As we all know (unless you don't read my blog...in which case I guess you wouldn't) after years of writing Madonna off I finally gave her a chance and her last album MDNA really blew me away. Yes, my gay tribe, I know I'm more than a year behind as far as this album is concerned and behind from birth as far as Madonna is concerned but I have my reasons.
I stated a few before but unlike most of my musical tastes that compromise a myriad of "controversial" artists (that my mother swears I only like because they piss her off)I rejected her. I grew up around her music because my sister had her cassettes and you're an idiot if you are unaware of her completely. But my outward loathing of her (that has since been relinquished) began when the inevitable comparisons to Lady Gaga started and Madonna's outward attack on her started. I could see the surface comparisons but if you follow Lady Gaga from the start like I accidentally did you know they're truly nothin alike. If she's [Lady Gaga] borrowed or "stole" (which is a ridiculous term to use as there isn't one single completely unique recording artist out there) from anyone it would be Cher and Annie Lenox. If you go back and watch Cher's early days a lot of Lady Gaga's looks can be seen. Same with Annie Lenox. Both of which have respect and support her.
The main differences between Lady Gaga and Madonna is Madonna is an entertainer. Not a singer. Very limited vocal capabilities and if she sings at all it's too her own voice track. All the queens in the gayuniverse can deny this but watch her concerts, it's crystal clear. Lady Gaga is both an entertainer and a singer who will pull out a few accapella numbers.
The other main difference between the two in my opinion is Lady Gaga doesn't do things or dress the way she does simply for shock value. There's a thought process behind it and it can only be called art (yes! Even her meat dress). Madonna does things for the mere shock value and it's a brilliant buisness move. She's made herself cotinuely relevant by doing shocking things and having absolutely no continuity. Lady Gaga does have continuity.
But before the queens strap on their strappy spike heels and burn rainbows and crosses on my front lawn (crosses because of the like a prayer video, not for religious purposes) what changed my opinion about Madonna was for some reason I watched the MDNA concert and was blown away.
This lead me to buy the MDNA album (fucking edited because I could only find it at walmart where you can buy a gun and bullets but not a parental advisory CD) which I can't get enough of.
But there's one song that really struck a cord with me (pun intended). Some of the lyrics are on the picture above, the ones I find most poignant.
It just lifted my spirits and helped me look at things from the outside, something I don't excel at which my extended family can not only attest to but have substantial proof.
It really made me take a long look at all the actions I've taken In the past few months and in doing so letting the past go which I should've done in the first place. This song "Turn up the radio" made me realize I was holding on to more than expired emotional hatred and I wasted so much energy and pushed my family away in the process and gained what? Nothing.
Being able to look at everything I had done, felt, said, yelled, and typed while listening to this song made me realize what an ass I was and that if the other side of my family truly didn't care about me they'd have nothing to do with me at all. And I need to stop being so centered around my feelings and not only look at my actions but look at it from their perspectives.
No, I didn't get the kind of support I thought I wanted back then but then if I look at the otherside of my family's feelings I would have found all the answers a year ago.

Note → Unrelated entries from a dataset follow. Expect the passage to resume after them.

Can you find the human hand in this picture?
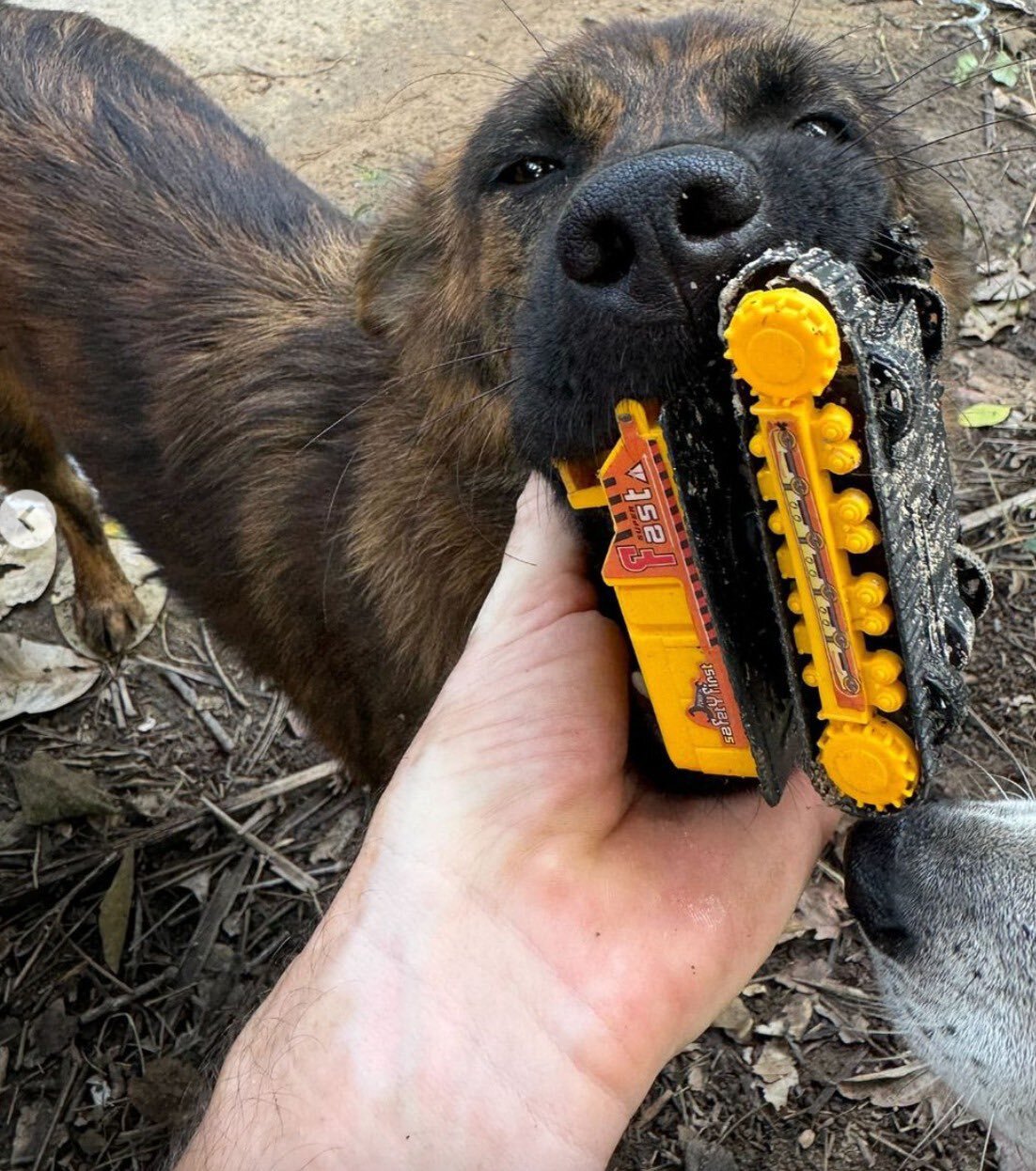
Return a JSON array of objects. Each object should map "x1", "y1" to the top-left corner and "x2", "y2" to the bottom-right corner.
[{"x1": 180, "y1": 479, "x2": 838, "y2": 1171}]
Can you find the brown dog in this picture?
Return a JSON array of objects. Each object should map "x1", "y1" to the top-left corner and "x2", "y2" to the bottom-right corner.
[{"x1": 0, "y1": 6, "x2": 960, "y2": 780}]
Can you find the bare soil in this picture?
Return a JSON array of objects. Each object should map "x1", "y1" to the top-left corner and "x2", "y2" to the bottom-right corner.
[{"x1": 0, "y1": 0, "x2": 1036, "y2": 1171}]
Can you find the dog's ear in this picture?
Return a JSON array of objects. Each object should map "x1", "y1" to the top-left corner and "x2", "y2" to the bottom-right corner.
[{"x1": 356, "y1": 158, "x2": 456, "y2": 335}]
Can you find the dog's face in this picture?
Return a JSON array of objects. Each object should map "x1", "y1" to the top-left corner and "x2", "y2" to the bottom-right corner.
[
  {"x1": 361, "y1": 13, "x2": 955, "y2": 468},
  {"x1": 846, "y1": 801, "x2": 1036, "y2": 1165}
]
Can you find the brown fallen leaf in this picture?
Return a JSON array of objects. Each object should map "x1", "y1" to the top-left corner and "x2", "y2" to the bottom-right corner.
[
  {"x1": 712, "y1": 996, "x2": 756, "y2": 1044},
  {"x1": 0, "y1": 537, "x2": 57, "y2": 618},
  {"x1": 0, "y1": 634, "x2": 101, "y2": 723},
  {"x1": 752, "y1": 1041, "x2": 798, "y2": 1110},
  {"x1": 838, "y1": 1062, "x2": 946, "y2": 1109},
  {"x1": 97, "y1": 849, "x2": 133, "y2": 972},
  {"x1": 781, "y1": 881, "x2": 849, "y2": 939},
  {"x1": 7, "y1": 748, "x2": 118, "y2": 825}
]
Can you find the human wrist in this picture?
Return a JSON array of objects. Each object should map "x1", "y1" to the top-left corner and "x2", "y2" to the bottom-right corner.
[{"x1": 177, "y1": 852, "x2": 654, "y2": 1171}]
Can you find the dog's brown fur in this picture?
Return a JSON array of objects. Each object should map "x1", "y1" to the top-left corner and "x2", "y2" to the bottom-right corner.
[{"x1": 0, "y1": 6, "x2": 959, "y2": 780}]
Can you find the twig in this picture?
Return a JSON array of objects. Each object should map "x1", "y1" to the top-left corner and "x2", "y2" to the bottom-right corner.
[
  {"x1": 162, "y1": 670, "x2": 234, "y2": 757},
  {"x1": 198, "y1": 620, "x2": 252, "y2": 708},
  {"x1": 180, "y1": 852, "x2": 252, "y2": 985},
  {"x1": 198, "y1": 798, "x2": 318, "y2": 895},
  {"x1": 242, "y1": 691, "x2": 289, "y2": 773},
  {"x1": 961, "y1": 489, "x2": 1036, "y2": 533},
  {"x1": 0, "y1": 760, "x2": 342, "y2": 908},
  {"x1": 80, "y1": 964, "x2": 177, "y2": 1024}
]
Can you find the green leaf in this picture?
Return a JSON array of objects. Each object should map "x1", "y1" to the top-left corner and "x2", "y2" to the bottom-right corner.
[
  {"x1": 97, "y1": 849, "x2": 133, "y2": 972},
  {"x1": 989, "y1": 49, "x2": 1022, "y2": 89},
  {"x1": 956, "y1": 403, "x2": 1012, "y2": 428},
  {"x1": 951, "y1": 53, "x2": 981, "y2": 86}
]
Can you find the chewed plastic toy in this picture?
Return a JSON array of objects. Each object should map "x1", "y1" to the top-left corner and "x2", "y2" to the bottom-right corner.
[{"x1": 559, "y1": 239, "x2": 989, "y2": 813}]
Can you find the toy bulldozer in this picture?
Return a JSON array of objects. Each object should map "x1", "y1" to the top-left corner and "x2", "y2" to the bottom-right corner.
[{"x1": 559, "y1": 247, "x2": 989, "y2": 813}]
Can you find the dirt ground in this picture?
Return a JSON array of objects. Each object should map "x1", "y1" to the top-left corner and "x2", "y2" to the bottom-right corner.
[{"x1": 0, "y1": 0, "x2": 1036, "y2": 1171}]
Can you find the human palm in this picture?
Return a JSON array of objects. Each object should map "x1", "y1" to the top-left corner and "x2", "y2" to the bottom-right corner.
[{"x1": 181, "y1": 480, "x2": 837, "y2": 1171}]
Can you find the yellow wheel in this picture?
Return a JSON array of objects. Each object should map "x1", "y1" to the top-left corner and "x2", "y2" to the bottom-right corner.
[
  {"x1": 724, "y1": 289, "x2": 841, "y2": 400},
  {"x1": 817, "y1": 715, "x2": 921, "y2": 809}
]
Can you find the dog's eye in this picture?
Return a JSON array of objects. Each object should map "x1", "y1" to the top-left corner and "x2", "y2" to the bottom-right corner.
[
  {"x1": 793, "y1": 114, "x2": 850, "y2": 142},
  {"x1": 494, "y1": 157, "x2": 561, "y2": 187}
]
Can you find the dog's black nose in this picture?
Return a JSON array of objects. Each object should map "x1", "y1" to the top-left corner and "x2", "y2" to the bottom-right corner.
[
  {"x1": 557, "y1": 147, "x2": 763, "y2": 311},
  {"x1": 845, "y1": 818, "x2": 914, "y2": 959}
]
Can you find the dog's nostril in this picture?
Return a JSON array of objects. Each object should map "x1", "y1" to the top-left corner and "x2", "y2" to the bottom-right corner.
[
  {"x1": 676, "y1": 177, "x2": 761, "y2": 240},
  {"x1": 845, "y1": 819, "x2": 916, "y2": 960},
  {"x1": 561, "y1": 218, "x2": 636, "y2": 285}
]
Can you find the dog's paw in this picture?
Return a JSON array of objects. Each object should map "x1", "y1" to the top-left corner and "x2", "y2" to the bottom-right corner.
[{"x1": 72, "y1": 580, "x2": 146, "y2": 658}]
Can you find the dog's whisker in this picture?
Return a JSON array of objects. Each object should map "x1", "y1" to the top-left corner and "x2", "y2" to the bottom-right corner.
[
  {"x1": 414, "y1": 378, "x2": 518, "y2": 442},
  {"x1": 295, "y1": 346, "x2": 516, "y2": 456},
  {"x1": 883, "y1": 21, "x2": 1029, "y2": 97},
  {"x1": 874, "y1": 110, "x2": 1036, "y2": 166},
  {"x1": 833, "y1": 56, "x2": 1036, "y2": 162},
  {"x1": 500, "y1": 0, "x2": 550, "y2": 54}
]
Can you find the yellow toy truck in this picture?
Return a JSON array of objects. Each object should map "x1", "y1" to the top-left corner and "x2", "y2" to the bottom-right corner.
[{"x1": 559, "y1": 248, "x2": 989, "y2": 813}]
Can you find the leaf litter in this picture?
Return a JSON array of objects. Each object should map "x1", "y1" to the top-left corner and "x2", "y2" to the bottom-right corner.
[{"x1": 0, "y1": 0, "x2": 1036, "y2": 1171}]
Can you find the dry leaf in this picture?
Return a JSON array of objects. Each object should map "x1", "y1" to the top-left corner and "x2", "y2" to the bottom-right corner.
[
  {"x1": 971, "y1": 260, "x2": 1036, "y2": 304},
  {"x1": 7, "y1": 748, "x2": 118, "y2": 825},
  {"x1": 781, "y1": 882, "x2": 849, "y2": 939},
  {"x1": 51, "y1": 539, "x2": 169, "y2": 658},
  {"x1": 813, "y1": 998, "x2": 871, "y2": 1044},
  {"x1": 97, "y1": 849, "x2": 133, "y2": 972},
  {"x1": 0, "y1": 634, "x2": 101, "y2": 723},
  {"x1": 752, "y1": 1041, "x2": 798, "y2": 1110},
  {"x1": 0, "y1": 537, "x2": 57, "y2": 618},
  {"x1": 838, "y1": 1062, "x2": 945, "y2": 1109},
  {"x1": 309, "y1": 804, "x2": 363, "y2": 867},
  {"x1": 712, "y1": 996, "x2": 756, "y2": 1042},
  {"x1": 756, "y1": 993, "x2": 817, "y2": 1041}
]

Thanks to the Madonna's power of clairvoyance I looked at how I dealt with two of the most important people in my life's sickness and subsquent death. I tried to avoid it, to hide. Not because I was selfish but because I didn't want to believe it was happening and I couldn't handle it. Maybe this is where they were coming from too.
But there is no denying I was wrong. And I wish I had had this ability last year but perhaps without all the back and forth conflict I never would have.
I've already changed a lot (contrary to one once family friend's opinion). I stepped up and am working hard to pay my family back because of the many times they've had to have my back. I won't lie. Working a 63 hour week is really and truly hard. But it's about time they got to have things easy and if that means staying up for 17 hours straight to go home and sleep for 3 hours to go back to work for 9 hours then so be it. I'm not sick and I'm not a drug addict anymore and there's no excuse for me not to contribute what I can or even better more than I can.
And I also wolill say a very few number of coworkers haven't made this transition from child care and teaching to residential support counsellor easy or in some ways possible. One in particular who continues to make it more difficult for me in the most abrasive way. But it's worth it. I can show my family I care and I have their backs for a change.
Who knew Madonna could be used as therapy and self reflection and not just as background music for a gay bar where everyone is snorting lines in the bathroom and popping mollies and e like they're going out of style while having unprotected sex with complete strangers sometimes in the bathroom but usually on the dance floor?